In the anesthesia literature, mean differences between groups are usually reported as unstandardized differences in the original unit of measurement (eg, a mean difference in systolic blood pressure of 15 mm Hg) because these units have an intrinsic meaning.2,36 In other fields of study like psychology or social sciences, the scales often do not have an intrinsic unit of measure. Therefore, the effect size is typically reported in terms of the standardized mean difference (SMD), using Cohen’s d, Hedge’s g, or Glass’ Δ. An SMD is the difference in means (or proportions or ranks) between 2 groups, divided by the standard deviation.2,37 In plain language, an SMD of 1 indicates that the means of both groups differ by 1 standard deviation. The SMD statistics differ by the type of standard deviation that is used, with the pooled standard deviation across groups being most common. Still, they are essentially very similarly interpreted.

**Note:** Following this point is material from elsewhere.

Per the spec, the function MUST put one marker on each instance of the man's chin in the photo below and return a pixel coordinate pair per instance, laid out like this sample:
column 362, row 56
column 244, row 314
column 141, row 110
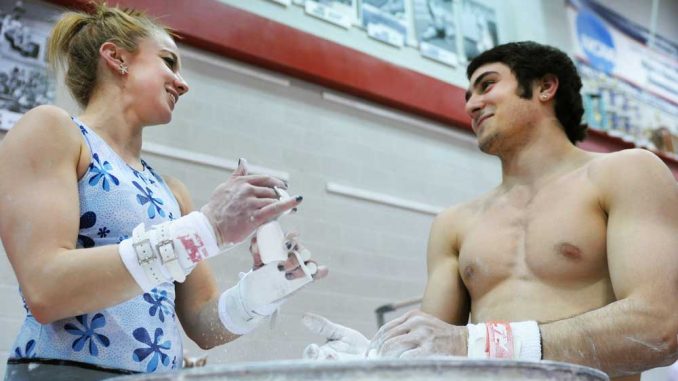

Even if unstandardized differences (eg, treatment effect expressed as differences in means or proportions) are much more common in anesthesia literature, an SMD is still often encountered. For example, a meta-analysis often uses an SMD to pool or aggregate data when the outcome had been measured with different scales in the included studies.38 Probably the most frequent use of the SMD in anesthesia literature, however, is to assess baseline balance between groups in a randomized controlled trial,39 or before and after propensity score matching or weighting of the study groups.3,40

Cohen41 originally proposed that an SMD of 0.2, 0.5, and 0.8 corresponds to a small, medium, or large effect size, respectively. This interpretation is widely accepted in literature. It has been further expanded by other authors, for example, to include very small, very large, or huge effect sizes or differences.42,43 In the context of assessing the balance between study groups, an SMD of <0.1 conventionally indicates appropriate balance,3,39,44,45 and it can thus, for all practical purposes in anesthesia research, be considered a trivial difference between the study groups. We therefore adapted Cohen’s proposed interpretation by adding additional categories indicating trivial or very large differences, and by adding cutoff values to define distinct categories, in line with the approach chosen for other statistics reported in Table 1.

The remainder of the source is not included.